Rente: Leithner’s demands and concrete proposals
Leithner was blunt on the adequacy of the current safety level. “With regard to living costs, a pension level of 48 percent cannot be described as anything other than antisocial. It is nowhere near enough, ” he said, calling for a total level of up to 65 percent—while noting that such an outcome cannot be delivered by the statutory system alone. He proposed stronger market-based instruments, a mandatory expansion of occupational pensions and a larger state-led start for childhood savings.
Fiscal strain, government measures and legal changes
Leithner warned that ever-larger sums from the federal budget are being used to plug holes in the pension fund. The federal government’s Rentenpaket 2025 fixes the pension level at 48 percent through 2031 and the federal budget will channel more than €120 billion into the statutory pension system in 2026. The Bundestag has already enacted a new state-managed Altersvorsorgedepot, passed on 27 March 2026 (ET) with votes from major parliamentary groups; the law replaces the previous scheme and opens state-backed saving in stocks, funds and ETFs.

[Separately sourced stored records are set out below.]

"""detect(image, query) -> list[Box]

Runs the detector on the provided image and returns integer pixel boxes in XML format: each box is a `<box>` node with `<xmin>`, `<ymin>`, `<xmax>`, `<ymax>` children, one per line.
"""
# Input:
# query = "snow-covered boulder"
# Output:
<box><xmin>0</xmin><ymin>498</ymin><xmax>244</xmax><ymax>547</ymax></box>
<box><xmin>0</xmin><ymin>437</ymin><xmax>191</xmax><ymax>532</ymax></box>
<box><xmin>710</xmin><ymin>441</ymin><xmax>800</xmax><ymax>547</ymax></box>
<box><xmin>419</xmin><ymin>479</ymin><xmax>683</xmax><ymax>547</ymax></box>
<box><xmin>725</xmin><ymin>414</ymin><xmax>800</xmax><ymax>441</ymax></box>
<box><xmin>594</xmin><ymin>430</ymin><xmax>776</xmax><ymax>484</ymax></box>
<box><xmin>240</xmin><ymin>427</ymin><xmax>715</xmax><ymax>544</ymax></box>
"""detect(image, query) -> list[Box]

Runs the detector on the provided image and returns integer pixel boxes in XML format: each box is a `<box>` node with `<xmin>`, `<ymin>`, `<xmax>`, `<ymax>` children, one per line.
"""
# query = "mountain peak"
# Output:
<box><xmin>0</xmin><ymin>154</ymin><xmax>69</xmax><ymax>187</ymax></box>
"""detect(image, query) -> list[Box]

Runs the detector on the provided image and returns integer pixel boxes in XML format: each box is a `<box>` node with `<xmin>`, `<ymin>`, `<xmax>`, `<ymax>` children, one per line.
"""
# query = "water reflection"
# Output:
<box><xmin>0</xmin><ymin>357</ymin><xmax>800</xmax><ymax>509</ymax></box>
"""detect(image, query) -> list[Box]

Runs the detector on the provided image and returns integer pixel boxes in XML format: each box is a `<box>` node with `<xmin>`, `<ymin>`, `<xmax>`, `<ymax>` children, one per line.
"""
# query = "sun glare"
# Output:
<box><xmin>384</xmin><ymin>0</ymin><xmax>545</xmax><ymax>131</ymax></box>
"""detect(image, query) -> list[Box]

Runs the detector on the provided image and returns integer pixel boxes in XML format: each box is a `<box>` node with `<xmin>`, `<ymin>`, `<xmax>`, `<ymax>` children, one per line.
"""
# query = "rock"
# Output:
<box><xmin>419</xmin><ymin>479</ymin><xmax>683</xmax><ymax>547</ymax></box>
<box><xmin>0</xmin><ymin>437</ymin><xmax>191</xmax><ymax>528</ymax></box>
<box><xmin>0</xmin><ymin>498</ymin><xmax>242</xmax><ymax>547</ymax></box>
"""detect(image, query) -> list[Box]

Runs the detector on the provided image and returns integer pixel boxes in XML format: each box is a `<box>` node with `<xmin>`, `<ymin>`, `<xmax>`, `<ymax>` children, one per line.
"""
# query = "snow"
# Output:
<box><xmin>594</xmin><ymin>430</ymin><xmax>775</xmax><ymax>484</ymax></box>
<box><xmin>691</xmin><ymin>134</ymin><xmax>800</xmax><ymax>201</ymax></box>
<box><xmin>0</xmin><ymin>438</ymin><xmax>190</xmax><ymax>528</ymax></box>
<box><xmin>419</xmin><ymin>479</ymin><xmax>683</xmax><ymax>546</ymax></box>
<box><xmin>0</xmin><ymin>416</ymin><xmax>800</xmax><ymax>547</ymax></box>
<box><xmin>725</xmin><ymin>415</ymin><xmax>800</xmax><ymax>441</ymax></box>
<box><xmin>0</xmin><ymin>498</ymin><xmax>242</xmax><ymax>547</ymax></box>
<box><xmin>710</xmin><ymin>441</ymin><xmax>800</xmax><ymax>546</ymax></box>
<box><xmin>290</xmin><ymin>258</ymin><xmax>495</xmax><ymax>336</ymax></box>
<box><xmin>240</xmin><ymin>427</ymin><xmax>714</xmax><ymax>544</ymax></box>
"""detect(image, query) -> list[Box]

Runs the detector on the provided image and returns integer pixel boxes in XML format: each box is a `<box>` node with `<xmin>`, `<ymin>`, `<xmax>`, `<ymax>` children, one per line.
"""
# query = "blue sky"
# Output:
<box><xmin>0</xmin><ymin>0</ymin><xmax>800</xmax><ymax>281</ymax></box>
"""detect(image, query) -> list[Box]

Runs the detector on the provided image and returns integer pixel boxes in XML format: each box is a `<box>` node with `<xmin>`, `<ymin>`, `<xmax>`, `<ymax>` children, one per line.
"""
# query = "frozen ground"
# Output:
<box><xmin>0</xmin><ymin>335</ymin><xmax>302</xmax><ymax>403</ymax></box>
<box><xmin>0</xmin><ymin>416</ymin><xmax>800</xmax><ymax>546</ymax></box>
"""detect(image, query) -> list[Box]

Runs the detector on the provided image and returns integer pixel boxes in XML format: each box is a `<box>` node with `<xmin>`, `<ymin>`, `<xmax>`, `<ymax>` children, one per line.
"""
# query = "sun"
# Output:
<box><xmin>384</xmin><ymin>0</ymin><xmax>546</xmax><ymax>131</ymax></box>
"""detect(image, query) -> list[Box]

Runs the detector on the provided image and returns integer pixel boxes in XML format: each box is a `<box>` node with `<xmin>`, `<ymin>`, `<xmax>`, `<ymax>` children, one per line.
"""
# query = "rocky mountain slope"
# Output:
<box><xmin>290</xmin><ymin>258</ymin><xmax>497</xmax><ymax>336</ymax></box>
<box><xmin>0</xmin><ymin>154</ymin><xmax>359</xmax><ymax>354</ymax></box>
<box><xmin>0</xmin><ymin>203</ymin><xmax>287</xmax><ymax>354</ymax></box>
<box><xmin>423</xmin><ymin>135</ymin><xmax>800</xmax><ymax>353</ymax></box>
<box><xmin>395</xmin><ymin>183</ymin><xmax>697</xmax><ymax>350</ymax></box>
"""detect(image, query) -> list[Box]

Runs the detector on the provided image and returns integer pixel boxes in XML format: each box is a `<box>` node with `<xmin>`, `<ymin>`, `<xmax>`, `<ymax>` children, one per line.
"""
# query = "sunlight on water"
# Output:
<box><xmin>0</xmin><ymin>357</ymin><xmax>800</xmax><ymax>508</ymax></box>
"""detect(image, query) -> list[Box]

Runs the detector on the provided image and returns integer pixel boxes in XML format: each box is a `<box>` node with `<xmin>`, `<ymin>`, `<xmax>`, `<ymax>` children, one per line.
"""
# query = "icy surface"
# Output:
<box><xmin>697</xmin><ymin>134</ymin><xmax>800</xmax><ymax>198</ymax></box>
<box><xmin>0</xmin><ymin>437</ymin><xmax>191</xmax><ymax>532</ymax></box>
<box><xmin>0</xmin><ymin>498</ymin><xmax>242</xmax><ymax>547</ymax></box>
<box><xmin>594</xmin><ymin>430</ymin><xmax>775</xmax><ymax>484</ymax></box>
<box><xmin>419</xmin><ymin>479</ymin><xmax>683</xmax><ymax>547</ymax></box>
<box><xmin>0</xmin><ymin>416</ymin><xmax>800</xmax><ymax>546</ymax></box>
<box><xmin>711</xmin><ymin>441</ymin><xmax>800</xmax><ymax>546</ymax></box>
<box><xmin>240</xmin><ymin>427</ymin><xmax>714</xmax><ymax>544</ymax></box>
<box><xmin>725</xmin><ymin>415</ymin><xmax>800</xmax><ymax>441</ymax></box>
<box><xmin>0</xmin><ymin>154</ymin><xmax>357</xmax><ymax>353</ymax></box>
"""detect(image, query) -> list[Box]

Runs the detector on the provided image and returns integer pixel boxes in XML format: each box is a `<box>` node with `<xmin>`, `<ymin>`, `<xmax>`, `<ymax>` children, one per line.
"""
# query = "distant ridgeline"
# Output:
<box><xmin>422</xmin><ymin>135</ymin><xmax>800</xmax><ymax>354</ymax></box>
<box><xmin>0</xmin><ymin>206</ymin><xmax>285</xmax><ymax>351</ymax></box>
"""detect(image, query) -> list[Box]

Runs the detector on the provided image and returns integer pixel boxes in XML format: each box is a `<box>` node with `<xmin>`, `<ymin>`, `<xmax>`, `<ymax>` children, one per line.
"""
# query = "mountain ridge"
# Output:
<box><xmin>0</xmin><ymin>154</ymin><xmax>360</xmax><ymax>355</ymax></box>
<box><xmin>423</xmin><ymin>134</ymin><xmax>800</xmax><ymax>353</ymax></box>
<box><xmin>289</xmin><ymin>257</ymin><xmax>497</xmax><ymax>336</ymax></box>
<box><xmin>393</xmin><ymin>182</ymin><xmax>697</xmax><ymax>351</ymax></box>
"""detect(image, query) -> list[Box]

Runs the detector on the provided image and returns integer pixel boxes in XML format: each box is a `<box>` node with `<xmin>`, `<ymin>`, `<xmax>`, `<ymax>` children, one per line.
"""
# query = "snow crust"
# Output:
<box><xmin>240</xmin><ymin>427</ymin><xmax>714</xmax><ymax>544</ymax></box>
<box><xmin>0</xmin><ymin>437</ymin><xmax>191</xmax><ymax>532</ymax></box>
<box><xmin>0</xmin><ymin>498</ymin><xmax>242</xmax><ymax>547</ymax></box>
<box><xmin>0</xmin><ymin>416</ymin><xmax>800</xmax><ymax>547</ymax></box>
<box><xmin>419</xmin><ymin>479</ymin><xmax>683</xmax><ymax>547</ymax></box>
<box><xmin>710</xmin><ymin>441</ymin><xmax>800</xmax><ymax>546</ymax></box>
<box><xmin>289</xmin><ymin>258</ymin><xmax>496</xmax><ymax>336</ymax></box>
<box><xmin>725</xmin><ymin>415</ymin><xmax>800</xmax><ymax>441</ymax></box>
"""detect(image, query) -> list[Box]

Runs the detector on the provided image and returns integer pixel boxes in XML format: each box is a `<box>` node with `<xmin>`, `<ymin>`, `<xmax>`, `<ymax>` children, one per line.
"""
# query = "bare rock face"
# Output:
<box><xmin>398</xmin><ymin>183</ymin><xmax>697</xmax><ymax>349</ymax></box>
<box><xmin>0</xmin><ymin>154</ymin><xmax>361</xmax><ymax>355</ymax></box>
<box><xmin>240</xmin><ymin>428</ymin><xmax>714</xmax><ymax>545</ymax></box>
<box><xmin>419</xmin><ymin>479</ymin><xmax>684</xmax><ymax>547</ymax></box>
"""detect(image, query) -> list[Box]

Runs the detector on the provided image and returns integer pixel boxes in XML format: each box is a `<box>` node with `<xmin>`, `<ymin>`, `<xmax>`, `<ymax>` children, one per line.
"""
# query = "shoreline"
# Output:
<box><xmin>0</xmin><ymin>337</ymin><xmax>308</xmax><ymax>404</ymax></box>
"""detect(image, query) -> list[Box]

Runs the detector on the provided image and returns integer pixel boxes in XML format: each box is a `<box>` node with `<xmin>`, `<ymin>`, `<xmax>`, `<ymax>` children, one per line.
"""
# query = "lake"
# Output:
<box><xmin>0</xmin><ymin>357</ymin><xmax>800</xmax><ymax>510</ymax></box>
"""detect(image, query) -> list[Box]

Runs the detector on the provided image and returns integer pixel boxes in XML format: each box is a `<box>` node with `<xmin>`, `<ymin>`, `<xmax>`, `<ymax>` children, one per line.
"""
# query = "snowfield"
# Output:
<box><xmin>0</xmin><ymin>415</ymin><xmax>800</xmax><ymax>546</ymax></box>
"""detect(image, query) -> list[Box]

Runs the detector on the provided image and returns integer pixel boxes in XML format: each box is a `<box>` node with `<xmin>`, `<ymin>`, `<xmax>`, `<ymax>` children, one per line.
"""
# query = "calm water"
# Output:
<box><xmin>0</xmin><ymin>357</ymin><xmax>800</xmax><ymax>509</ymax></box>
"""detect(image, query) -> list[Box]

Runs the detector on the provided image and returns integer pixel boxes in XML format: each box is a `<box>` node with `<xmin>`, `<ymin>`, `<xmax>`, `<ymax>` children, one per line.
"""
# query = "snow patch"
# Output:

Push for bAV, a €4, 000 birth bonus and account integration
Leithner welcomed recent steps such as the Frühstart-Rente and the new Altersvorsorgedepot but urged stronger initial incentives. He argued the Frühstart-Rente – which currently funds a child’s depot with €10 monthly from age six – should begin with a €4, 000 birth payment to exploit compound returns. He also called for the Frühstart-Rente and the Altersvorsorgedepot to be interoperable so savers do not need to open multiple accounts. On employer-based pensions, he insisted that bAV should be included in “every employment contract”: currently roughly half of employees participate, while he pointed to Netherlands and Switzerland participation rates of about 90 percent as a target benchmark.
Leithner also proposed tax-free special payments into children’s depots, citing a model in the United States where grandparents may contribute significant amounts tax-free.
Immediate reactions and political timetable
“We can no longer watch as ever-larger billions from the federal budget must be raised to stop the holes in the pension fund, ” Leithner said, pressing urgency on policymakers. He described recent legislative moves as “recently unthinkable” and expressed confidence that political momentum is building: Bundeskanzler Friedrich Merz has announced a reweighting of the three pillars of retirement provision, and a cross-party pension commission established by coalition partners is due to deliver concrete reform proposals by mid-year.
What comes next is a rapid political agenda: the Rentenkommission’s proposals and the government’s reweighting plan will determine whether Leithner’s calls for mandatory bAV, a €4, 000 birth incentive and broader capital-market integration move from proposal to policy. Pressure to find a solution, Leithner said, “could not be greater. ” Policymakers now face choice points on funding, design and social safeguards for a reformed system that still must rely on the statutory backbone even as private and occupational tools expand the safety net.
As the commission prepares its recommendations, the debate over how to secure adequate retirement income while containing federal fiscal transfers will dominate the agenda and shape legislative choices on the future of the rente.